Er wurde so über den Linguisten hinaus zum Humanisten, auch nach außerakademischen Kriterien. Satzbau und Satzteile, grammatikalische Formen, Deklinationen, Artikel, Präpositionen, Orthograohie, Sytnax definierte Nebrija so, dass sie bis heute für viele europäische Sprachen Gültigkeit behielten. Aufbauend auf den großen Grammatikern der Antike, sorgte er für sprachliche Ordnung im Vielvölkerstaat.
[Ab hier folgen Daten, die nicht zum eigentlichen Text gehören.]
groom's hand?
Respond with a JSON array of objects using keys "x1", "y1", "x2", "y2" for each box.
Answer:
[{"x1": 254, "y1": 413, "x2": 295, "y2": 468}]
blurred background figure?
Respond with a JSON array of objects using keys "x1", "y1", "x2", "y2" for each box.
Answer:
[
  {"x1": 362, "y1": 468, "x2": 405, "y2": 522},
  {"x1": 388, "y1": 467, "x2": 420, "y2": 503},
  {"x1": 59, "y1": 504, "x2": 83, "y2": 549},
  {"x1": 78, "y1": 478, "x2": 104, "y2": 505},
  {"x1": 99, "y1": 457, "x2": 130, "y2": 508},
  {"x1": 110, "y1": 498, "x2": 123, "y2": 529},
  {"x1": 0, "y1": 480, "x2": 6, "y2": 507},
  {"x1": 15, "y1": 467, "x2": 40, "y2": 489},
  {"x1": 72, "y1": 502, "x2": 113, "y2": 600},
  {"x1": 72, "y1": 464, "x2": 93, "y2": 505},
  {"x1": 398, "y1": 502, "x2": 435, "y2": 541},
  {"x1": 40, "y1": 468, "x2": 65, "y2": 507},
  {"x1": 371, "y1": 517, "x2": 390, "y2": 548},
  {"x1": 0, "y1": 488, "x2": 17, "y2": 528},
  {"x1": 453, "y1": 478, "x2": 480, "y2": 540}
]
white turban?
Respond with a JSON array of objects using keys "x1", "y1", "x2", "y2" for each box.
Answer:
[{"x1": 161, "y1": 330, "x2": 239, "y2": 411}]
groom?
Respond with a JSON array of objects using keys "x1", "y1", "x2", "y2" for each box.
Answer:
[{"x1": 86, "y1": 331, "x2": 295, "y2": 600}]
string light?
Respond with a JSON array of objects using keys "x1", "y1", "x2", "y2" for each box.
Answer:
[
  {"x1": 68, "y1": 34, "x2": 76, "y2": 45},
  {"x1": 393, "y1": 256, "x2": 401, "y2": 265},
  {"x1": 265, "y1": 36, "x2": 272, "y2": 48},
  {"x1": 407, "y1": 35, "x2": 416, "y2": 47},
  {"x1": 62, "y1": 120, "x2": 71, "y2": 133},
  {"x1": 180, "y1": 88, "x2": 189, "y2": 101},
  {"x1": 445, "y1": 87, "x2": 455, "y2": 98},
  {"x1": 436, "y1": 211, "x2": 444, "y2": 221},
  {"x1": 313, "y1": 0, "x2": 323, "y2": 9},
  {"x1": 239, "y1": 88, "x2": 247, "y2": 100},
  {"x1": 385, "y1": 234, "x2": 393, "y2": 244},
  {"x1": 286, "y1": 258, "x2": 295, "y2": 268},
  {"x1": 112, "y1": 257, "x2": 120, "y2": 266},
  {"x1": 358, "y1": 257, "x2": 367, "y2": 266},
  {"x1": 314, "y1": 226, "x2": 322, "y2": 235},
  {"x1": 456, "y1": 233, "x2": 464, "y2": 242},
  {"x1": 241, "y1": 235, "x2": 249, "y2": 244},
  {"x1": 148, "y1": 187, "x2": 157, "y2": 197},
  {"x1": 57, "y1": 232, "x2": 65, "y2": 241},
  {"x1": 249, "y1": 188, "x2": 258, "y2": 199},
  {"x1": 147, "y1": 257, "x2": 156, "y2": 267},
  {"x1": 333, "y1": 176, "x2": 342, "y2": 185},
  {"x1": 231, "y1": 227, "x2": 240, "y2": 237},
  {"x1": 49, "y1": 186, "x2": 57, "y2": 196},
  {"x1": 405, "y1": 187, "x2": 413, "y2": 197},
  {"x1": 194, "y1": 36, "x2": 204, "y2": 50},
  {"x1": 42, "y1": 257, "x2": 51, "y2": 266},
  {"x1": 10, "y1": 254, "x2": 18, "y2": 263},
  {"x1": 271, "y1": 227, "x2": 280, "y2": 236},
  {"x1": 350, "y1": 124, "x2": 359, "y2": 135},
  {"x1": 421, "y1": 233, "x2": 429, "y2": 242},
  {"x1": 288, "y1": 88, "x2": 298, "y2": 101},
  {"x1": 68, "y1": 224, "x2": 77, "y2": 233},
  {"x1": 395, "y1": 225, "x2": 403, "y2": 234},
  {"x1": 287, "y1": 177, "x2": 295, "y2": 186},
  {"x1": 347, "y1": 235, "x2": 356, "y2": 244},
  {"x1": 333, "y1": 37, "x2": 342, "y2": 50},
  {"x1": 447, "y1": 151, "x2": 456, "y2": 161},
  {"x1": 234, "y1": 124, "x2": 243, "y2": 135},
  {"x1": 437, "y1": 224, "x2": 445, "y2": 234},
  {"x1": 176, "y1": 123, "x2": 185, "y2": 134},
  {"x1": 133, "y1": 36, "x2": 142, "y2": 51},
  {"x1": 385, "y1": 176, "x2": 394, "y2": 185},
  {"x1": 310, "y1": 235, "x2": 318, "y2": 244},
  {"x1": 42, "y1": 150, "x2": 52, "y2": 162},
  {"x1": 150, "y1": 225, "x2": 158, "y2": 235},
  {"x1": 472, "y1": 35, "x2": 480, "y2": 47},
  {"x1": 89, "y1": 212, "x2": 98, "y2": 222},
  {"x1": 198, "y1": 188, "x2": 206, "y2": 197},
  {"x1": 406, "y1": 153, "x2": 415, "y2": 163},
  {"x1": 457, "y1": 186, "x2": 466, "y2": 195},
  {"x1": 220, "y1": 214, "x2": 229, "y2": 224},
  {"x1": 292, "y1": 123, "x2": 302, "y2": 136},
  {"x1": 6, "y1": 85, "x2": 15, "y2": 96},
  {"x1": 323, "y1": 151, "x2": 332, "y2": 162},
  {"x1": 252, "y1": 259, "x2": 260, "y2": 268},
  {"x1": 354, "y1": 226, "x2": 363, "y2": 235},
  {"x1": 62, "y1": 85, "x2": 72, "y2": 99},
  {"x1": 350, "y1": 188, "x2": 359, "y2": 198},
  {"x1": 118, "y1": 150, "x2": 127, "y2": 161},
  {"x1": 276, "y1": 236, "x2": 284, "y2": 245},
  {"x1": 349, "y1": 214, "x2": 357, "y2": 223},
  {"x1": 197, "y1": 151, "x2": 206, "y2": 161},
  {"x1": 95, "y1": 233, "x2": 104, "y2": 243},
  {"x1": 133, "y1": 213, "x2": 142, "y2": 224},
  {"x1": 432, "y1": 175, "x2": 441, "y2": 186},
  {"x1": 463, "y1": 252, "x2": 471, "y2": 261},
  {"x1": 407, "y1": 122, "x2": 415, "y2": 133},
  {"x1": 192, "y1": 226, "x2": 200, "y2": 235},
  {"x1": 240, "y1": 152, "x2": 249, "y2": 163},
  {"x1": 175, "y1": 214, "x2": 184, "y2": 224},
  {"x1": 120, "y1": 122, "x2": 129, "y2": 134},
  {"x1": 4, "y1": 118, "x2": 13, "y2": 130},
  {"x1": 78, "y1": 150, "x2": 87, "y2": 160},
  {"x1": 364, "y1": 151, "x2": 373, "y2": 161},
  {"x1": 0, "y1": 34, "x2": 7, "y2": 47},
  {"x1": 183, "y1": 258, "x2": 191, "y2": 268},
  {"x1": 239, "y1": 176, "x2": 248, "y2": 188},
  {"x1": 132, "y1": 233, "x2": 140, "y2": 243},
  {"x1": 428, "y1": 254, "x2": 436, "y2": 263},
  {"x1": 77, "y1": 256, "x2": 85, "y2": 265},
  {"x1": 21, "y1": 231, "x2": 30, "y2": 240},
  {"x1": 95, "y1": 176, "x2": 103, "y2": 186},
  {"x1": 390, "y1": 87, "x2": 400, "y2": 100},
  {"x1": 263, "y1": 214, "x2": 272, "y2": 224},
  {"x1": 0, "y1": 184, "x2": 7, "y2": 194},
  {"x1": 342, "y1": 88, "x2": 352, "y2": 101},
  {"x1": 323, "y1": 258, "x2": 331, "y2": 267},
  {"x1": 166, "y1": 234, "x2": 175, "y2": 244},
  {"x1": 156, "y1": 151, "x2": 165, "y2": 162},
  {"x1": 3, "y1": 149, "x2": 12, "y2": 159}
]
Und er verschaffte den Spaniern mit der endgültigen Verankerung des Buchstaben ñ, der zuvor vor allem als Abkürzung für Doppelbuchstaben diente, eine unverwechselbare Sprach-Marke. Spanien machte die Welle.
Es ist auch Nebrija zu verdanken, dass mehrere tausend arabische Begriffe, die bei den Mozarabern, also den unter den Arabern lebenden Christen und den Konvertiten noch lange nach Ende der "Reconquista" zum Alltag gehörten, bis heute im Spanischen überdauerten, organischer Teil ihrer Sprache und ein Spezifikum des Spanischen wurden. Daher konnte er die Grammatik auch nicht ohne Wöterbücher stehen lassen. Es gab zwar schon einige davon vor ihm, unter anderem von Alfonso de Palencia, die aber grobe Mängel und Lücken aufwiesen, die spanische Sprache mehr zensierten als sie darstellten und ordneten. Vor allem fehlte der verbindliche Bezug zur lateinischen Entsprechung. Die lieferte Nebrija.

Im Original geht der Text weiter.